Not sure if (ref: would do the trick?
But if I have 2 rows with the same id field, would one row overwrite the other?

@Muthu_Jayakumar That is indeed the correct setting for defining an ID on a document by document basis. Make sure to have a unique ID for each document or if the ID's are not unique to de-duplicate and collapse the data per id before ingesting into Elasticsearch. Since Spark and Hadoop tasks are not run in a deterministic order, only the data within a task is correctly ordered, and you may see non deterministic write results if those previous steps are not taken.

I have taken the route of coming up _id attribute because the same spark dataframe, when seen from elastic search has duplicate rows.
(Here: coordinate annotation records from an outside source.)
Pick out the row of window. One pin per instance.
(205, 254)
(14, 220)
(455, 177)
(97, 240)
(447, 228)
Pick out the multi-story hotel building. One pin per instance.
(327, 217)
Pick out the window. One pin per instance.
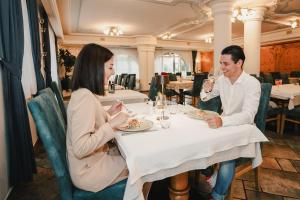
(171, 63)
(125, 63)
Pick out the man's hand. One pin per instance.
(213, 121)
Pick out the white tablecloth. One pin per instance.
(287, 92)
(187, 145)
(127, 96)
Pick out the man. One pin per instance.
(240, 94)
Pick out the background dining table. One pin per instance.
(188, 144)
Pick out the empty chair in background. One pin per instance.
(116, 79)
(295, 74)
(153, 88)
(172, 77)
(284, 77)
(131, 82)
(267, 77)
(125, 79)
(197, 86)
(178, 74)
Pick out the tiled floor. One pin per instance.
(279, 175)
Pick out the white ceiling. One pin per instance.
(187, 19)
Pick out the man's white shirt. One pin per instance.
(240, 100)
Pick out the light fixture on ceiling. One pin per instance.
(208, 39)
(113, 31)
(167, 36)
(241, 14)
(294, 24)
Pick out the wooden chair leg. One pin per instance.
(256, 173)
(283, 116)
(230, 190)
(278, 124)
(146, 189)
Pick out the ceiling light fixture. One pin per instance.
(242, 14)
(294, 24)
(208, 40)
(113, 31)
(167, 36)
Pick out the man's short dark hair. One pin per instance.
(89, 68)
(236, 53)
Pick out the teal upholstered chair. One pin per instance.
(52, 132)
(153, 88)
(197, 86)
(213, 104)
(244, 164)
(60, 100)
(268, 78)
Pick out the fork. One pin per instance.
(126, 108)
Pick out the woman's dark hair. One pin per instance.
(236, 53)
(89, 68)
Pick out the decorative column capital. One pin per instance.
(221, 7)
(148, 48)
(146, 40)
(258, 15)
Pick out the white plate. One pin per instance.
(144, 124)
(196, 114)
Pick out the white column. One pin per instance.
(252, 35)
(221, 12)
(146, 47)
(146, 65)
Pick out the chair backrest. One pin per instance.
(120, 78)
(153, 88)
(172, 77)
(275, 75)
(197, 85)
(116, 79)
(284, 77)
(60, 100)
(131, 82)
(52, 132)
(295, 74)
(261, 115)
(213, 104)
(178, 74)
(268, 78)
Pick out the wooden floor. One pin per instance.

But during all these time, when I see the dataframe from spark side of things, it seems about right. Again, this issue happens for the exact same datasource-dataframe in 1 out of 10 times. Other times the data in elastic search looks fine.
I am using Elastic Search 5.2.1and Apache Spark 2.1.0.

Generally it is advised to set an id field since task failures can cause duplicate data to be inserted when they are retried.